As part of the proposal, holders of the existing LUNA CLASSIC or LUNC would be airdropped the new LUNA coins.
Another crucial aspect of the proposal was that the ecosystem would pay those that staked their LUNA coins an APY of 7% to encourage more people to stake.
The proposal also dictated that if it was chosen that some wallets would be removed from the airdrop events.
Finally, the proposal contained a token distribution scheme that offered a higher level of support to developers that intended to build on the Terra chain.
Some people favored it while others felt otherwise. The voting session ended and the community voted for a fork to birth a new chain called Terra.
Overview of LUNA and LUNA Classic
With the proposal being in swing, two chains will be created from the existing blockchain, which are Terra Classic and Terra. The new chain is called Terra and the old network is christened Terra Classic.
Though the proposal was chosen by a larger percentage of the community, Terra Classic won’t be left without users, as some members voted against the fork. Some community members believe that opting for a fork was pointless as there were other options to follow. The confidence in the new chain is not as high as one would expect especially since it is still being overseen by Do Kwon.
Below are some differences between Terra and Terra Classic.
- Fork
Terra Chain is the blockchain that will be created from the hard fork, while the existing chain is called Terra Classic.
- Tokens
The native tokens of both networks are different from each other. In Terra Classic, the native coin is LUNC or LUNA CLASSIC, while in Terra, the native token is LUNA. Both coins are different from each other since their blockchains are independent.
- Algorithmic stablecoin
Terra Classic will still exist with the algorithmic stablecoin. As part of the proposal of the new Terra chain, the network is meant to exist without the algorithmic stablecoin called UST.

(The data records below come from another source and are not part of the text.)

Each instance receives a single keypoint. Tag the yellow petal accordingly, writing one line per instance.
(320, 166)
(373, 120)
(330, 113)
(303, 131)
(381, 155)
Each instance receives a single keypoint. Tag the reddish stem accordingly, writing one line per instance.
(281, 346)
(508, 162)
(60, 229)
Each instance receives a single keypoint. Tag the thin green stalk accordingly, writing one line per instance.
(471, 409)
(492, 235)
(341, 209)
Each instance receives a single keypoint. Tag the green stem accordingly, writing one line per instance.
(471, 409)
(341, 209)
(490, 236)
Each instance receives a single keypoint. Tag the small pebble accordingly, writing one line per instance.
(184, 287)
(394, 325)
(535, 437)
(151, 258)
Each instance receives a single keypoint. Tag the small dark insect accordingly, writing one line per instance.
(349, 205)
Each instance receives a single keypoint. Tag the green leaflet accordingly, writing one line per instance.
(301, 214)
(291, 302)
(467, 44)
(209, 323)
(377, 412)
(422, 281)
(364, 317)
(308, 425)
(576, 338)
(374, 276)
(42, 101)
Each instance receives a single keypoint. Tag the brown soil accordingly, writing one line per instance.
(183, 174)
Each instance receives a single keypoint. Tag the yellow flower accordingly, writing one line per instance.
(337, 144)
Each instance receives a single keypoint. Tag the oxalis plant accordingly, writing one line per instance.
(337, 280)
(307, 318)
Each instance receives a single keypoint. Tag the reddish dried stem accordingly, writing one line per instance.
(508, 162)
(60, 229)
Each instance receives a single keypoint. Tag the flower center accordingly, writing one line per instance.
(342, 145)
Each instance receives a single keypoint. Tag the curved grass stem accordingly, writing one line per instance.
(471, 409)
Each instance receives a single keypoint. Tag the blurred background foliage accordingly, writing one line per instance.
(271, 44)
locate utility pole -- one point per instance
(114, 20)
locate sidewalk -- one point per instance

What does this mean for crypto?
The crypto ecosystem may be innovative, but some people are wary about it because of its almost nonexistent guidelines and volatility. With the sudden crash of the Terra ecosystem and its two popular coins, UST and LUNA, this has reflected poorly on the crypto space.
It is not surprising as LUNA once sat in the position of the sixth highest market cap token. The fact that billions of dollars could be wiped in a short while from the market cap of a highly ranked cryptocurrency has reflected badly on the market. This is an extreme case of volatility.
Some crypto enthusiasts have also opened their eyes to the concept of insurance coverage in the crypto space. News of some traders being compensated after they took out coverage with some decentralized insurance firms has permeated the crypto terrain.
There has also been an increasing call for regulation by the government. Some people have noted that if this situation had occurred in the traditional financial space that was highly regulated by the government, the founding team and management of the Terraform Labs may have been arrested and prosecuted.
This issue prompted the South Korean government to create an emergency study on cryptocurrencies and their effects on the economy. In the future, there is a great chance that more governments will enact laws to protect their citizens from issues like this.